A quick pedantic note in response to a query.
David Jacques describing Blick Mead "The springhead and springline water temperature is a steady 10-13 ºc all year. The experiments that confirmed this observation were conducted by Pete Kinge of QinetiQ using fixed thermal imaging cameras and by Tim Roberts."
This steady consistent temperature provides the useful property of unfrozen water for drinking by the wildlife as well by humans and also encourages early grass growth for grazing. Blick Mead would have been one of the larger such spring fed pools in the area. The consistent temperature in a grove of trees would also provide for the panting hart cool water and shade in the summer.

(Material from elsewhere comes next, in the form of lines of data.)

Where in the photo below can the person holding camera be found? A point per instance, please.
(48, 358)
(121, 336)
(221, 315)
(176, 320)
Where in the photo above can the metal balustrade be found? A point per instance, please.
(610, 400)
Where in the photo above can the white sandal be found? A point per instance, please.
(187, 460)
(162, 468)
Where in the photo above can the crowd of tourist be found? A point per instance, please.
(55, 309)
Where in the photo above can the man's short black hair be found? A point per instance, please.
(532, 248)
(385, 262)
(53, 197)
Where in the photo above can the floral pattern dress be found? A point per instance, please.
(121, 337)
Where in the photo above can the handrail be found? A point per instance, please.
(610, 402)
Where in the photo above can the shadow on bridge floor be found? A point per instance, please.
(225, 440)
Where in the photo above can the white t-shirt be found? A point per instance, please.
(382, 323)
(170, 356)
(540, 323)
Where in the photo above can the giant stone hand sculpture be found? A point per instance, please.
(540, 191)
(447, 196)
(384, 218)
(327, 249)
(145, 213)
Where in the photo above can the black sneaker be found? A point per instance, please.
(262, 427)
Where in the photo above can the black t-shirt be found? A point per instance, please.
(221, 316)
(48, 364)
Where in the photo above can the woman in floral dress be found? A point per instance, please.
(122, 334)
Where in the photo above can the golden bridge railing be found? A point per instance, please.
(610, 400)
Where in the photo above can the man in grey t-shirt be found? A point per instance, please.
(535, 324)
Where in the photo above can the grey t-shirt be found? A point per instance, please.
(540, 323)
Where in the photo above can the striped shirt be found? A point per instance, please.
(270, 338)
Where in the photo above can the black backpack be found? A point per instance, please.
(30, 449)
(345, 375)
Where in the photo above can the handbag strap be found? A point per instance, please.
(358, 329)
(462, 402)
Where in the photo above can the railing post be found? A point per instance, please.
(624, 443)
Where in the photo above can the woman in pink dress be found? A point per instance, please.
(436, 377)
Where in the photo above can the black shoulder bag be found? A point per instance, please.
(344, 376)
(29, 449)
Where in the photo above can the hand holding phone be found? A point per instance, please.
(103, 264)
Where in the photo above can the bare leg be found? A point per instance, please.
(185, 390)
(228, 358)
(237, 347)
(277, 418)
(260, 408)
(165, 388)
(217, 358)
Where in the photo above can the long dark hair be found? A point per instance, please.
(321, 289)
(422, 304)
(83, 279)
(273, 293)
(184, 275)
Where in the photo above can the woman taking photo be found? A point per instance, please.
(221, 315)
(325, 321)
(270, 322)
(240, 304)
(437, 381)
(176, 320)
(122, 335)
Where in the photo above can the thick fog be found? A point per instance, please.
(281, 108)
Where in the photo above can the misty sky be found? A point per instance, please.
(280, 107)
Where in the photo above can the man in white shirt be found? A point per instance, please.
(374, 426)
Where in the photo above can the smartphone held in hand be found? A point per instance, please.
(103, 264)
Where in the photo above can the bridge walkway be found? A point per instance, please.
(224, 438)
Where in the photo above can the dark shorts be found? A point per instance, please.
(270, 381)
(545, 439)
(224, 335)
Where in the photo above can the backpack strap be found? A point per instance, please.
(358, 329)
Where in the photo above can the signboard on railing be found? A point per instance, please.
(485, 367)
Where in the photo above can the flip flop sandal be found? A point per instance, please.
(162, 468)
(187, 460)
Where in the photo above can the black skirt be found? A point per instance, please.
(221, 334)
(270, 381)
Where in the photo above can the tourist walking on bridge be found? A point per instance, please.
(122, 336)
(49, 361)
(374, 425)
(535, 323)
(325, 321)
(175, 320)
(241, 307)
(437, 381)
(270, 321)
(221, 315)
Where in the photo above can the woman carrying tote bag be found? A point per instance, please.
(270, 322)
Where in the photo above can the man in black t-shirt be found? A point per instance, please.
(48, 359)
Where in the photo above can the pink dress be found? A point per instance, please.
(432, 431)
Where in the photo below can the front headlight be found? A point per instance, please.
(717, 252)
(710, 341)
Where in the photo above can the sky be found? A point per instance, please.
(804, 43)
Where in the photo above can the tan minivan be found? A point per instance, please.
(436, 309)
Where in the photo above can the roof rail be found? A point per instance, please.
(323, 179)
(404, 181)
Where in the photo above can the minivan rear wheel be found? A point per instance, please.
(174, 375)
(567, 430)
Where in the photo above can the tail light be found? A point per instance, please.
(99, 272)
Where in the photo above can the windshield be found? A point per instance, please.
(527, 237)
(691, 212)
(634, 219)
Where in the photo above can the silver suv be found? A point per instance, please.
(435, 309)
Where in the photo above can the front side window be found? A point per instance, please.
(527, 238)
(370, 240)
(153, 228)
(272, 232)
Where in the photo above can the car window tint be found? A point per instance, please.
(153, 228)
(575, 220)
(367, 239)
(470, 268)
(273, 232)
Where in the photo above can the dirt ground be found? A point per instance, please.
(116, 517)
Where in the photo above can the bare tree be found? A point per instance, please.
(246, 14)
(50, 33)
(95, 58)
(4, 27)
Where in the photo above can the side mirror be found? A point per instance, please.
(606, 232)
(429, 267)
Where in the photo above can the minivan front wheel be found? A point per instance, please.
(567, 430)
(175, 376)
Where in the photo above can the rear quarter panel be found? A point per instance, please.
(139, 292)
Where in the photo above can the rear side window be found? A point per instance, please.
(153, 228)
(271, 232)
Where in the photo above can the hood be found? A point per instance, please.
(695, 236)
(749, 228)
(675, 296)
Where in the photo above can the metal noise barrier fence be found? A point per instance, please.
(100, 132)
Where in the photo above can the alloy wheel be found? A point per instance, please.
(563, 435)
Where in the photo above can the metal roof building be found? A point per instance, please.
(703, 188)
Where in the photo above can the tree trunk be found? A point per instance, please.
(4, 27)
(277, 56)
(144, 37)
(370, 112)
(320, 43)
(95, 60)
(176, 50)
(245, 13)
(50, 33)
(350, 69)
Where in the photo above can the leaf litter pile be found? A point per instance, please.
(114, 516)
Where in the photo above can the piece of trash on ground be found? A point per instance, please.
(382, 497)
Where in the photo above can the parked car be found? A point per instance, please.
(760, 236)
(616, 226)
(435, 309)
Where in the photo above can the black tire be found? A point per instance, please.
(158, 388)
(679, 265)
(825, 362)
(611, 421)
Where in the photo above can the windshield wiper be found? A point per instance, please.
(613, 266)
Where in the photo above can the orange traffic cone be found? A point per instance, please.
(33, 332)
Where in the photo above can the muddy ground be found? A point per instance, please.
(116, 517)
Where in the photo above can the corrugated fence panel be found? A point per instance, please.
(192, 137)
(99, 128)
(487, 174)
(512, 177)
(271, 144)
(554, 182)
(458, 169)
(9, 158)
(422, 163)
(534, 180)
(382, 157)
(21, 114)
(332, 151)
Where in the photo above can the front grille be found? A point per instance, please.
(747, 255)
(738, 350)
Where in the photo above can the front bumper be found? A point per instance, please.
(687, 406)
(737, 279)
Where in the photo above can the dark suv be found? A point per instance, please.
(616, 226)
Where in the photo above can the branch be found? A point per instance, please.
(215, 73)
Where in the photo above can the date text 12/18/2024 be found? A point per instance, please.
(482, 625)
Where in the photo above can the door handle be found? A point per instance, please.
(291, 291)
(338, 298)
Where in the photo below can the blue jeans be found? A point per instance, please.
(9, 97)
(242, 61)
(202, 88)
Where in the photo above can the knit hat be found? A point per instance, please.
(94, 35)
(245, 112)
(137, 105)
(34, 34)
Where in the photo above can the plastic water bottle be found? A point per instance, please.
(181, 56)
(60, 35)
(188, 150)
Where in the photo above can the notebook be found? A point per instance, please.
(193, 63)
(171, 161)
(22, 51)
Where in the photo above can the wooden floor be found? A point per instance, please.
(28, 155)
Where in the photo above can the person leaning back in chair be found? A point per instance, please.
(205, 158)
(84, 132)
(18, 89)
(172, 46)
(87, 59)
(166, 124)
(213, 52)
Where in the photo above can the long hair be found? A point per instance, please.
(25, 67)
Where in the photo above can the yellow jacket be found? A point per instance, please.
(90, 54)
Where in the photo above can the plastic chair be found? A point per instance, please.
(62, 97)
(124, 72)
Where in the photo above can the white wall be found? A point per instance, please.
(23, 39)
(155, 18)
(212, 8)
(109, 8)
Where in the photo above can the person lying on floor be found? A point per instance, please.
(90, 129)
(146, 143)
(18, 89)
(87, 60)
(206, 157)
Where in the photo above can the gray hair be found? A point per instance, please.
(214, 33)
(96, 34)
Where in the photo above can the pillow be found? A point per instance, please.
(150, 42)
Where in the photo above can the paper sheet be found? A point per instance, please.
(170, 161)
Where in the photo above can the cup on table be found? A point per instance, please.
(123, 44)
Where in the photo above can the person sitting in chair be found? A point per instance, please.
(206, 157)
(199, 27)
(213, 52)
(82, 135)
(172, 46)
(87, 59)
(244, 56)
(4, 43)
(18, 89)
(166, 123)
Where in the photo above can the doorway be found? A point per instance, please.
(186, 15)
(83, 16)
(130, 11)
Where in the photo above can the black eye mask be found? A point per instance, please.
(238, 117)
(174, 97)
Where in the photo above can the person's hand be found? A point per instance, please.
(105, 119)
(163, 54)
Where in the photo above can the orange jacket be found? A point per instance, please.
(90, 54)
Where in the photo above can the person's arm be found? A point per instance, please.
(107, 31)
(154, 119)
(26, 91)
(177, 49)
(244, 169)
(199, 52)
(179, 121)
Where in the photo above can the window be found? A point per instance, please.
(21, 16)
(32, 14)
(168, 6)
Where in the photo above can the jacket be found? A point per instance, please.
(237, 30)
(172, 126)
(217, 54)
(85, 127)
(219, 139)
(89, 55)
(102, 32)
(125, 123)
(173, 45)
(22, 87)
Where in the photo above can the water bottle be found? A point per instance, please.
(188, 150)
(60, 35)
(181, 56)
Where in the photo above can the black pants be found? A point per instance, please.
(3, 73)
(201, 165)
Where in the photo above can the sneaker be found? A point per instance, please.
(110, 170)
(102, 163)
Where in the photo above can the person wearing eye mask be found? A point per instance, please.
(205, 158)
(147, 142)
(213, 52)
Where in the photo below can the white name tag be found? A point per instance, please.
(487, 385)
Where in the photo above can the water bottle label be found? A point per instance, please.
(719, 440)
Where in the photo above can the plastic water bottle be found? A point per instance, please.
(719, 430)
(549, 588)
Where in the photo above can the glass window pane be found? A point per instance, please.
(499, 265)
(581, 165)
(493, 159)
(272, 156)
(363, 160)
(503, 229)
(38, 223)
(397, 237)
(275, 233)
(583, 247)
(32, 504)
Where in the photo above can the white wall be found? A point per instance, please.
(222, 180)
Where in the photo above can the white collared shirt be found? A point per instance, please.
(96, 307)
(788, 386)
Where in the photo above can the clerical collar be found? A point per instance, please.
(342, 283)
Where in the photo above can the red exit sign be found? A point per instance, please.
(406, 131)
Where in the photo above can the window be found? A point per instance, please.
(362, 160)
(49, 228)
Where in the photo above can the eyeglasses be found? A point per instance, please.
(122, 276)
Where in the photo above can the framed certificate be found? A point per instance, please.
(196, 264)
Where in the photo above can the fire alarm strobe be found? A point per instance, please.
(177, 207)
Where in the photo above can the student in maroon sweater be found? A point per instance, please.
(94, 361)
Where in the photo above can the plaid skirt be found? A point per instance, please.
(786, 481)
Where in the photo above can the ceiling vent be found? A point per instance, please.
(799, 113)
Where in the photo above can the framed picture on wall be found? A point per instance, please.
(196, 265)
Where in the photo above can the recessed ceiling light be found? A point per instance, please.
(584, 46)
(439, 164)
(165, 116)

But these are not "warm" springs as usually understood. Warm springs or thermal springs are those where hot water from great depths in the Earth rises to the surface. Blick Mead's springwater is at the normal temperature of groundwater, with maybe a slight increase in temperature over neighbouring springs as the water is coming from under a greater depth of chalk than at them as the land rises steeply directly behind Blick Mead. (Groundwater temperature varies with depth - the ground temperature shows seasonal fluctuations to depths of about 15 m where the temperature is approximately equal to the mean annual air temperature(8 - 11° C in the UK). Below this the ground temperature increases at, on average, 2.6 °C per 100 m due to heat flowing from the interior of the Earth. Mean temperatures at 100 m depth in the UK vary between about 7 - 15°C.)
TEMPERATURE GRAPH AMESBURY
Webb, B. W. and Zhang, Y. (1999), Water temperatures and heat budgets in Dorset chalk water courses. Hydrol. Process., 13: 309–321. doi:10.1002/(SICI)1099-1085(19990228)13:3<309::aid-hyp740>3.0.CO;2-7309::aid-hyp740> provides a good understanding of similar waters and references for further research.